Moments later, at the same press conference, Johnson added that the House GOP majority would, however, take a fresh look at the pardons Joe Biden issued as his presidency neared its end.
It was a rather clumsy example of the House speaker’s malleable principles, but it also served as a timely reminder of a larger truth: The former Democratic president has exited the stage, but his Republican detractors aren’t quite done with him.
In fact, shortly after Johnson’s remarks on Capitol Hill, Republican Rep. Marjorie Taylor Greene of Georgia appeared on Real America’s Voice, a far-right media outlet, and reiterated her belief that Biden and his family “really they do belong in prison.”
As for Biden’s successor, the retired president also appears to be on Trump’s mind.
On Inauguration Day, the Republican signed a highly provocative executive order on “Ending the Weaponization of the Federal Government.” As Paul Waldman explained in his latest opinion piece for MSNBC, the order “serves as a declaration that this administration is looking to punish those Trump perceives as his enemies. … From the start, the document makes its target clear: Joe Biden and those who worked for him.”
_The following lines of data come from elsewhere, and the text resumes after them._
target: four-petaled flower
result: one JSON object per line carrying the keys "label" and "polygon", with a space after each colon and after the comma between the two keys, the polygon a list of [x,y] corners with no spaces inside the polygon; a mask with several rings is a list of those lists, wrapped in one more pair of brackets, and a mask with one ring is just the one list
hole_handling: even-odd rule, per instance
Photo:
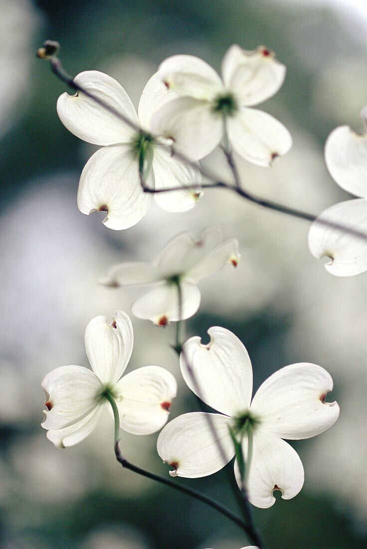
{"label": "four-petaled flower", "polygon": [[[223,328],[211,328],[208,333],[208,345],[201,344],[199,337],[184,344],[180,363],[191,390],[199,396],[196,391],[199,386],[200,397],[222,412],[210,417],[223,453],[202,412],[184,414],[168,423],[158,437],[158,453],[173,467],[170,472],[172,475],[210,475],[234,455],[230,427],[239,436],[243,435],[246,461],[247,437],[244,428],[250,425],[253,443],[247,485],[250,501],[257,507],[269,507],[275,501],[274,490],[280,490],[285,499],[293,497],[303,485],[303,468],[298,454],[283,439],[309,438],[334,425],[339,407],[325,401],[332,389],[330,376],[315,364],[292,364],[265,381],[251,402],[252,370],[245,346]],[[240,485],[237,464],[235,469]]]}
{"label": "four-petaled flower", "polygon": [[[111,229],[126,229],[146,213],[153,195],[143,191],[139,163],[149,165],[145,183],[157,189],[198,185],[200,173],[173,158],[157,145],[159,138],[149,133],[155,110],[172,98],[156,74],[143,91],[138,114],[126,92],[113,78],[98,71],[81,72],[74,82],[106,102],[131,121],[142,128],[132,129],[81,92],[63,93],[57,111],[63,124],[75,135],[89,143],[105,145],[89,159],[82,172],[77,203],[83,214],[105,211],[103,222]],[[174,95],[174,94],[173,94]],[[162,143],[170,141],[162,138]],[[172,140],[171,140],[172,141]],[[200,194],[200,187],[158,193],[158,205],[168,211],[185,211],[193,208]]]}
{"label": "four-petaled flower", "polygon": [[59,448],[73,446],[94,429],[109,395],[116,401],[121,428],[146,435],[165,424],[176,382],[159,366],[139,368],[120,379],[133,349],[133,328],[127,315],[117,311],[111,324],[97,316],[86,329],[85,344],[91,370],[60,366],[50,372],[42,386],[47,400],[42,423],[47,438]]}
{"label": "four-petaled flower", "polygon": [[289,150],[292,138],[273,116],[250,107],[276,93],[285,71],[274,53],[263,47],[250,52],[232,46],[223,60],[223,80],[197,57],[169,57],[158,74],[180,97],[157,110],[152,128],[173,137],[175,147],[193,160],[211,152],[224,131],[241,156],[269,166]]}
{"label": "four-petaled flower", "polygon": [[160,326],[188,318],[200,304],[197,281],[225,263],[236,267],[240,260],[238,241],[233,239],[220,244],[221,239],[221,231],[216,229],[204,231],[197,240],[189,233],[183,233],[165,246],[155,263],[118,264],[100,282],[115,288],[154,284],[132,305],[133,313],[139,318]]}
{"label": "four-petaled flower", "polygon": [[[360,115],[365,126],[367,106]],[[326,139],[325,160],[338,185],[362,198],[331,206],[318,219],[367,233],[367,130],[359,134],[348,126],[336,128]],[[308,246],[315,257],[330,259],[325,267],[332,274],[352,276],[367,271],[367,239],[347,230],[314,222],[308,234]]]}

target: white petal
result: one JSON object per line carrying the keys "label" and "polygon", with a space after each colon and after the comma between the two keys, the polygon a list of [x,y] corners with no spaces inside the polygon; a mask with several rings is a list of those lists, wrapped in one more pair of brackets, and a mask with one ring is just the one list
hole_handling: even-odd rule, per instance
{"label": "white petal", "polygon": [[99,421],[104,405],[105,403],[103,402],[97,406],[91,413],[74,425],[64,429],[47,431],[47,438],[57,448],[66,448],[77,444],[94,430]]}
{"label": "white petal", "polygon": [[[242,451],[247,451],[247,439],[244,439]],[[237,463],[235,474],[240,485]],[[281,497],[290,500],[298,493],[304,481],[303,466],[297,452],[277,436],[261,431],[253,434],[253,448],[247,489],[250,502],[257,507],[270,507],[275,501],[274,489],[280,489]]]}
{"label": "white petal", "polygon": [[[151,320],[157,326],[189,318],[200,305],[200,292],[192,282],[182,281],[182,310],[176,284],[163,282],[148,290],[133,304],[131,310],[138,318]],[[181,313],[180,315],[180,312]]]}
{"label": "white petal", "polygon": [[[149,178],[148,186],[154,188]],[[118,231],[136,225],[153,199],[144,193],[138,160],[131,145],[111,145],[95,153],[86,164],[79,183],[77,203],[82,214],[105,211],[106,227]]]}
{"label": "white petal", "polygon": [[223,117],[211,104],[191,97],[179,97],[155,113],[153,131],[174,141],[174,147],[191,160],[199,160],[216,148],[223,135]]}
{"label": "white petal", "polygon": [[167,89],[159,72],[154,74],[143,90],[139,102],[138,116],[141,127],[149,131],[154,113],[167,101],[171,101],[177,97],[174,92]]}
{"label": "white petal", "polygon": [[[199,165],[198,165],[199,166]],[[155,201],[167,211],[187,211],[196,204],[200,196],[201,176],[199,171],[177,160],[167,151],[156,147],[153,158],[156,189],[197,185],[189,191],[170,191],[154,195]]]}
{"label": "white petal", "polygon": [[270,50],[246,51],[233,46],[222,63],[224,83],[242,105],[257,105],[272,97],[284,81],[286,68]]}
{"label": "white petal", "polygon": [[200,263],[187,272],[186,278],[196,282],[219,271],[226,263],[236,267],[240,259],[238,240],[234,238],[227,240],[210,251]]}
{"label": "white petal", "polygon": [[221,231],[214,228],[203,231],[198,239],[190,233],[178,234],[166,244],[157,260],[162,277],[168,278],[190,272],[205,261],[221,239]]}
{"label": "white petal", "polygon": [[150,284],[161,280],[159,272],[151,263],[134,262],[118,263],[114,265],[107,276],[98,282],[104,286],[117,288],[119,286],[137,286]]}
{"label": "white petal", "polygon": [[227,120],[228,137],[240,156],[257,166],[270,166],[287,153],[292,137],[287,128],[267,113],[244,107]]}
{"label": "white petal", "polygon": [[331,427],[339,417],[336,402],[325,402],[331,376],[316,364],[291,364],[259,388],[251,410],[259,428],[284,439],[307,439]]}
{"label": "white petal", "polygon": [[113,385],[122,375],[133,350],[131,321],[116,311],[111,324],[105,316],[96,316],[86,328],[86,351],[96,376],[105,384]]}
{"label": "white petal", "polygon": [[[95,70],[86,71],[77,75],[74,81],[138,125],[138,117],[129,96],[111,76]],[[131,128],[81,92],[75,96],[66,93],[60,96],[57,111],[69,131],[88,143],[112,145],[131,139]]]}
{"label": "white petal", "polygon": [[250,408],[252,394],[249,354],[229,330],[214,326],[208,333],[207,345],[202,345],[197,336],[184,344],[184,355],[180,356],[183,378],[191,391],[214,410],[227,416],[243,413]]}
{"label": "white petal", "polygon": [[367,198],[367,133],[360,135],[347,126],[336,128],[325,144],[325,161],[342,189]]}
{"label": "white petal", "polygon": [[102,384],[93,372],[82,366],[60,366],[42,383],[46,393],[44,429],[63,429],[88,416],[100,402]]}
{"label": "white petal", "polygon": [[[218,440],[223,448],[225,461],[208,422],[211,419]],[[158,453],[174,470],[174,477],[197,478],[216,473],[234,456],[233,442],[229,434],[230,418],[221,414],[194,412],[179,416],[162,430],[157,440]]]}
{"label": "white petal", "polygon": [[170,89],[181,96],[211,101],[223,89],[217,72],[194,55],[173,55],[163,61],[158,73]]}
{"label": "white petal", "polygon": [[336,276],[352,276],[367,271],[367,200],[357,198],[340,202],[325,210],[318,219],[366,235],[364,238],[314,222],[308,233],[308,247],[318,259],[330,259],[325,264],[326,270]]}
{"label": "white petal", "polygon": [[170,372],[145,366],[131,372],[114,388],[121,429],[135,435],[155,433],[165,424],[177,385]]}

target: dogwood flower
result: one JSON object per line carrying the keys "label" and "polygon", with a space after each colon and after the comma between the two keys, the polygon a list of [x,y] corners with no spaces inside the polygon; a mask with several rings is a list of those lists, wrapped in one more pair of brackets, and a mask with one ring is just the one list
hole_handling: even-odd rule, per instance
{"label": "dogwood flower", "polygon": [[262,46],[250,52],[232,46],[223,60],[222,79],[197,57],[169,57],[159,74],[180,97],[157,110],[153,131],[173,137],[175,147],[193,160],[211,153],[224,131],[241,156],[258,166],[270,166],[289,150],[292,138],[275,118],[250,108],[276,93],[285,71],[274,54]]}
{"label": "dogwood flower", "polygon": [[150,320],[159,326],[188,318],[200,304],[198,281],[225,263],[236,267],[240,260],[238,241],[233,239],[219,244],[221,239],[221,231],[216,229],[206,229],[199,240],[189,233],[182,233],[165,246],[155,263],[119,264],[99,282],[114,288],[153,284],[132,306],[139,318]]}
{"label": "dogwood flower", "polygon": [[63,124],[75,135],[88,143],[104,145],[88,161],[82,172],[77,206],[89,215],[105,211],[103,223],[111,229],[126,229],[135,225],[146,213],[152,195],[144,193],[139,176],[139,160],[144,157],[152,169],[146,184],[154,188],[177,187],[178,191],[158,193],[158,205],[168,211],[185,211],[196,204],[200,188],[179,190],[183,186],[200,183],[200,173],[156,146],[159,141],[148,132],[155,109],[170,99],[160,78],[153,75],[144,88],[138,113],[127,93],[113,78],[98,71],[81,72],[74,82],[107,102],[141,127],[137,132],[85,94],[65,93],[58,100],[57,111]]}
{"label": "dogwood flower", "polygon": [[[365,126],[367,106],[360,115]],[[326,140],[325,160],[338,185],[362,198],[335,204],[318,219],[350,227],[367,237],[367,129],[360,135],[348,126],[336,128]],[[314,222],[308,234],[308,246],[315,257],[330,259],[325,267],[332,274],[352,276],[367,271],[366,239]]]}
{"label": "dogwood flower", "polygon": [[[330,376],[315,364],[292,364],[264,382],[251,402],[252,370],[245,346],[224,328],[211,328],[208,333],[207,345],[202,345],[199,337],[184,344],[180,363],[190,389],[199,396],[196,388],[200,387],[200,397],[221,412],[210,415],[223,452],[216,443],[207,414],[193,412],[166,425],[158,437],[159,455],[173,467],[170,471],[172,476],[210,475],[235,454],[230,427],[239,436],[244,426],[250,425],[253,435],[247,484],[250,501],[258,507],[269,507],[275,501],[274,490],[280,490],[285,499],[293,497],[303,484],[303,468],[295,450],[283,439],[309,438],[334,425],[339,407],[325,400],[332,389]],[[246,434],[241,445],[246,461]],[[235,469],[240,485],[237,465]]]}
{"label": "dogwood flower", "polygon": [[47,374],[42,386],[47,410],[42,427],[55,446],[83,440],[95,427],[106,395],[115,401],[121,429],[136,435],[155,433],[165,424],[176,382],[167,370],[145,366],[120,379],[131,356],[133,334],[127,315],[117,311],[111,324],[97,316],[86,329],[85,344],[92,370],[60,366]]}

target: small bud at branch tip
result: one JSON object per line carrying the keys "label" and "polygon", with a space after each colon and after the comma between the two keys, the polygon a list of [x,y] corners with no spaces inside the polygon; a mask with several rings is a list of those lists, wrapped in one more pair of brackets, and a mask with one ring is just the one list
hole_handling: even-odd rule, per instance
{"label": "small bud at branch tip", "polygon": [[60,49],[60,44],[53,40],[46,40],[42,47],[37,51],[37,57],[41,59],[49,59],[56,55]]}

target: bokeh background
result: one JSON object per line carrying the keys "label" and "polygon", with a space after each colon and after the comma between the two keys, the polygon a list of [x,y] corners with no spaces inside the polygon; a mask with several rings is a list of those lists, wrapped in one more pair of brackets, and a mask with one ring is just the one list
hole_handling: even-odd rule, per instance
{"label": "bokeh background", "polygon": [[[194,210],[155,206],[135,227],[106,228],[77,209],[78,177],[95,150],[56,114],[65,90],[36,59],[46,39],[61,44],[72,74],[103,70],[135,106],[168,55],[199,55],[219,69],[236,43],[263,44],[285,63],[281,91],[262,108],[294,140],[271,169],[239,160],[259,195],[318,214],[347,198],[325,169],[323,148],[340,124],[363,129],[367,103],[367,15],[352,2],[286,0],[0,0],[0,546],[4,549],[238,549],[240,530],[204,505],[122,469],[109,417],[84,441],[57,450],[41,428],[44,376],[88,366],[85,327],[94,316],[128,312],[138,290],[97,279],[119,261],[153,260],[178,232],[221,227],[236,237],[242,262],[200,284],[202,306],[189,334],[228,328],[251,357],[255,388],[292,362],[314,362],[333,377],[340,418],[329,432],[294,444],[306,472],[294,499],[254,509],[266,546],[362,548],[367,544],[367,274],[333,277],[309,253],[304,222],[247,204],[223,190]],[[225,172],[215,152],[205,162]],[[176,376],[171,417],[196,410],[169,345],[174,326],[133,319],[129,369],[155,364]],[[168,476],[156,435],[124,434],[127,457]],[[229,466],[230,467],[231,466]],[[222,471],[177,479],[235,509]]]}

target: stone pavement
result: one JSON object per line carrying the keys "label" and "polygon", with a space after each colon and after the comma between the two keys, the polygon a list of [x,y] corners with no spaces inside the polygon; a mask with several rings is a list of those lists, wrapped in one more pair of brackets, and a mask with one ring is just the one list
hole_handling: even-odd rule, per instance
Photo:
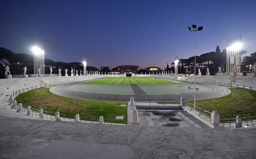
{"label": "stone pavement", "polygon": [[256,129],[50,121],[0,116],[0,159],[256,158]]}

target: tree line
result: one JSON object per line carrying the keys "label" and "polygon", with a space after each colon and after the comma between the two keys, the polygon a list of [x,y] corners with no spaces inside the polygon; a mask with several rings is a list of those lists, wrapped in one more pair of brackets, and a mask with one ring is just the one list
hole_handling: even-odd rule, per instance
{"label": "tree line", "polygon": [[[241,55],[246,54],[247,51],[244,50],[240,51]],[[200,56],[196,56],[196,73],[200,68],[201,73],[206,72],[207,68],[211,72],[217,72],[218,67],[220,67],[223,72],[226,72],[227,63],[227,50],[226,49],[221,51],[219,46],[217,46],[215,51],[212,51],[202,54]],[[178,60],[179,72],[182,73],[194,73],[195,67],[195,56],[187,59],[180,59]],[[244,56],[242,59],[241,71],[246,72],[249,70],[248,66],[253,65],[256,62],[256,52],[251,54],[249,56]],[[174,71],[174,63],[171,64],[172,66],[169,69]],[[247,67],[246,66],[247,66]]]}

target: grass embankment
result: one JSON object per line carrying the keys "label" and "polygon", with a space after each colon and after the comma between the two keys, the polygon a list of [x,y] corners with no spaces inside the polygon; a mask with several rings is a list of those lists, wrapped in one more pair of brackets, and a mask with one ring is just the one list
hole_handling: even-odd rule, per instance
{"label": "grass embankment", "polygon": [[80,84],[179,84],[182,83],[147,77],[118,77],[100,79]]}
{"label": "grass embankment", "polygon": [[[120,106],[121,104],[127,104],[127,102],[65,97],[52,93],[49,88],[36,89],[23,93],[18,96],[16,100],[17,103],[21,103],[23,105],[30,105],[33,108],[42,109],[44,111],[54,113],[59,111],[60,115],[65,114],[74,116],[78,114],[80,117],[86,116],[88,118],[99,117],[102,116],[106,119],[108,118],[108,115],[110,114],[127,115],[127,107]],[[102,103],[104,102],[106,103]],[[113,121],[113,122],[124,123],[116,121]]]}
{"label": "grass embankment", "polygon": [[[229,89],[231,92],[227,95],[196,101],[196,105],[210,112],[217,111],[221,119],[235,118],[237,116],[242,117],[256,116],[256,92]],[[194,104],[194,101],[187,102]],[[192,104],[190,106],[193,106]]]}

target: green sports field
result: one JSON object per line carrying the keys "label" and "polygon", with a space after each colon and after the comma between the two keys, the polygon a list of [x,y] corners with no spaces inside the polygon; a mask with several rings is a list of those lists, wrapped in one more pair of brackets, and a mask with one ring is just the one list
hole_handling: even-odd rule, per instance
{"label": "green sports field", "polygon": [[117,77],[106,78],[81,83],[81,84],[179,84],[179,82],[147,77]]}

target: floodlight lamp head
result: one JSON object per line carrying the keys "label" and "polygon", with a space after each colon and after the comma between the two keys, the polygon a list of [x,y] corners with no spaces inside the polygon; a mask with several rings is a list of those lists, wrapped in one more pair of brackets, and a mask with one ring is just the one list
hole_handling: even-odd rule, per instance
{"label": "floodlight lamp head", "polygon": [[197,30],[198,30],[198,31],[201,31],[202,30],[203,30],[203,26],[200,26],[198,27],[198,29],[197,29]]}
{"label": "floodlight lamp head", "polygon": [[232,46],[232,50],[240,50],[242,48],[242,44],[240,42],[237,42],[235,43]]}

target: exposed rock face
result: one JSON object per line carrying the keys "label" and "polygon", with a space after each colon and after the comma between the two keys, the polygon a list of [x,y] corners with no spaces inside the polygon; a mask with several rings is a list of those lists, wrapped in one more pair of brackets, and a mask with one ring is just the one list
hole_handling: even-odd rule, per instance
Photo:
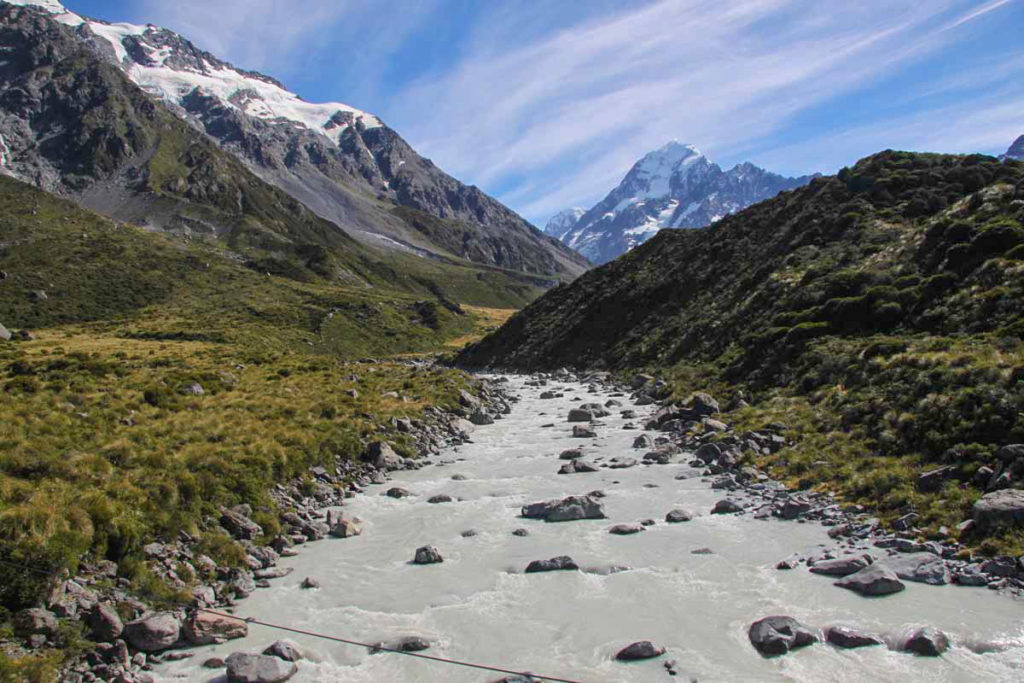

Two days later, Trump sat down with Fox News’ Sean Hannity, and over the course of the interview, the new Republican president said — four times — that Biden failed to pardon himself before exiting the White House. Trump added that he saw that as a mistake on the former president’s part, saying that Biden relied on “very bad advisers.”
As the interview continued, he incumbent president added:
I went through four years of hell by this scum that we had to deal with. I went through four years of hell. I spent millions of dollars in legal fees and I won, but I did it the hard way. It’s really hard to say that they shouldn’t have to go through it also. It is very hard to say that.
At that point, Trump quickly added, once again, that Biden didn’t pardon himself.
The president went on to say, in reference to his immediate predecessor, “If you look at it, it all had to do with him. I mean, the money went to him.”
In context, it wasn’t at all clear what “it” referred to, and despite bizarre conspiracy theories, there was no elicit “money” going to Biden.
But reality notwithstanding, the emerging picture is tough to miss: The new president and his allies aren’t quite ready to move on from the former president, at least not yet.